You start by combining the Bruce Wayne character and the Lex Luthor character into one person called Lex Luthor. He’s still allowed to have the bits of impotent, psychotic rage that Jesse Eisenberg brought to the film, but mostly he’ll be the angry, paranoid sociopath Ben Affleck played. We watch his journey as his self-importance gets decimated as he can do nothing when Zod and Superman destroy LexCorp Tower (instead of Wayne Tower) and slowly that helplessness turns into an insatiable need to prove how powerful he is, ultimately resulting in an obsession with destroying Superman.

A tragic Luthor, who starts out as a vicious, shockingly brutal vigilante? I think that fits the tone of this franchise and reinvents him in an exciting way, even though it still ends with his mania leading him to trying to kill Superman above all else. And you know what, the infamous “Do you bleed?
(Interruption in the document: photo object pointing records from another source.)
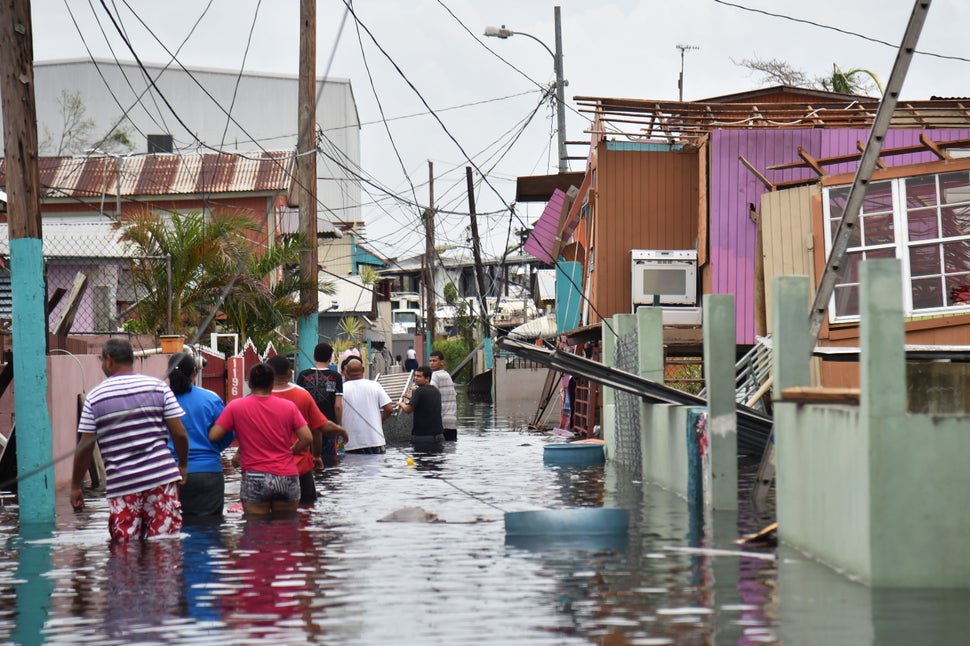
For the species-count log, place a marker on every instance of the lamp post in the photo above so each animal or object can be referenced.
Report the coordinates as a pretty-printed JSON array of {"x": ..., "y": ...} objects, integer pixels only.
[
  {"x": 680, "y": 81},
  {"x": 503, "y": 32}
]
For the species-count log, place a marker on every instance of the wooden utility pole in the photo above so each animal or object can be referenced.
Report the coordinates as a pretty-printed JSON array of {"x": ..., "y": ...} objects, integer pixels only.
[
  {"x": 476, "y": 251},
  {"x": 308, "y": 328},
  {"x": 35, "y": 446},
  {"x": 431, "y": 320}
]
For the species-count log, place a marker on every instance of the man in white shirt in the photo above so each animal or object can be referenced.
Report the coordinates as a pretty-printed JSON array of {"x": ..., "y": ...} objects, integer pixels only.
[
  {"x": 366, "y": 406},
  {"x": 441, "y": 379}
]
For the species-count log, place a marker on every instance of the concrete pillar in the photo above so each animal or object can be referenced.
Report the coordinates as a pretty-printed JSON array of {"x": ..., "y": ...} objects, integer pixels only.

You will.” line works as a delightfully ominous warning from a Luthor who is actually a threat. Superman movies always struggle with creating great villains, but that wasn’t the problem with Dawn of Justice. This movie’s problem was that it turned one of DC’s greatest heroes into the villain.

But the film needs Batman, right? There is a role for him in this movie too, it’s just the one that Wonder Woman was playing. In my version, it would be Bruce Wayne who’s snooping around Luthor’s business looking for information. He might even be checking out Superman too. Batman would be the no-nonsense character who avoids getting caught up in a stupid pissing match that Wonder Woman was. We would just catch glimpses of him through the film, but it would be enough to know that Batman was keenly aware of everything that was going on. Then, when Luthor is about to kill Superman with his Kryptonite spear, the Dark Knight appears and saves the day.

You see? Batman can be skeptical of Superman, even suspicious, but to actively try to destroy someone who has only saved people is just going too far. I want to see the heroes fight side-by-side, not with each other in a meaningless brawl. And so if Batman defeating Lex in isn’t enough for a finale, we can still have a big, CGI monster show up. Hell, it can even still be Zod’s reanimated body. Just instead of calling him Doomsday, we’ll call him Solomon Grundy. Since Grundy is literally a giant zombie, and a B-list villain who perfectly fits a limited, late-in-the-movie appearance. Doomsday and Superman’s death? Yeah, let’s save that for when it can actually matter.

If Zack Snyder had made this movie instead, it still wouldn’t have been perfect. It doesn’t address the dour, ominous tone of every Superman scene in the movie, or the ridiculousness of him being accused of slaughtering soldiers with a machine gun. But I see in the framework of this picture a worthy successor to Man of Steel. It just got so caught up in setting up a new Cinematic Universe it lost its way.